Turkish Journal of Medical Sciences




Misoprostol (Cytotec, Searle, England), a prostaglandin E1 analogue, is indicated for protection of peptic disease induced by cyclo-oxygenase inhibitors. Since vaginal bleeding was reported during misoprostol use previously, we hypothesized that misoprostol might cause endometrial stimulation. Therefore, we investigated the effects of misoprostol on the endometrium of ovariectomized (OVX) rats to investigate any endometrial changes. Thirty-two, four month-old, parous female Sprague-Dawley rats were used in this study. All rats underwent ovariectomy at the beginning of the study. Sixty days after the ovariectomy six rats were sacrificed to remove the uterus and the remaining 26 rats were divided into three groups. Group I (six rats) was treated with vehicle (1 cc of distilled water orally) for 60 days. Groups II and III (ten rats each) were treated with oral 100 and 200 mg/day misoprostol, respectively, for 60 days. At the end of the treatment laparotomy was performed and the uteri of all the rats were removed. Histopathologic examination of the endometrium 60 days after ovariectomy revealed endometrial atrophy.

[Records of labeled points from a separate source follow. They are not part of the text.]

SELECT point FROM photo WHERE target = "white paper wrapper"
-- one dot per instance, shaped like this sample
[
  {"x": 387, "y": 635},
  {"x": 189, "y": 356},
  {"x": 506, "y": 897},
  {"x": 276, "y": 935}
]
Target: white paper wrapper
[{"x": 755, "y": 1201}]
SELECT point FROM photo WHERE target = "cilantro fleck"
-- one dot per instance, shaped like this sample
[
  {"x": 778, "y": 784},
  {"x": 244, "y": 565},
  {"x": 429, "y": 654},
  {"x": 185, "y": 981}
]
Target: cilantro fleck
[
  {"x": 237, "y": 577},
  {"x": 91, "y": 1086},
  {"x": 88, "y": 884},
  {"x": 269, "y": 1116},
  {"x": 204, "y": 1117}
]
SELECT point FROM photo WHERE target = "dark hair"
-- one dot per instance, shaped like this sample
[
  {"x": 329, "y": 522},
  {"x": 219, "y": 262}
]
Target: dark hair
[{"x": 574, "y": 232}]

But after misoprostol administration a minimal endometrial proliferation was encountered regardless of the dose of misoprostol. The present study demonstrated that misoprostol can cause a proliferation in the endometrium after 60 days of administration. Long term studies are needed to evaluate if this proliferation leads to hyperplasia and cancer, especially in postmenopausal women.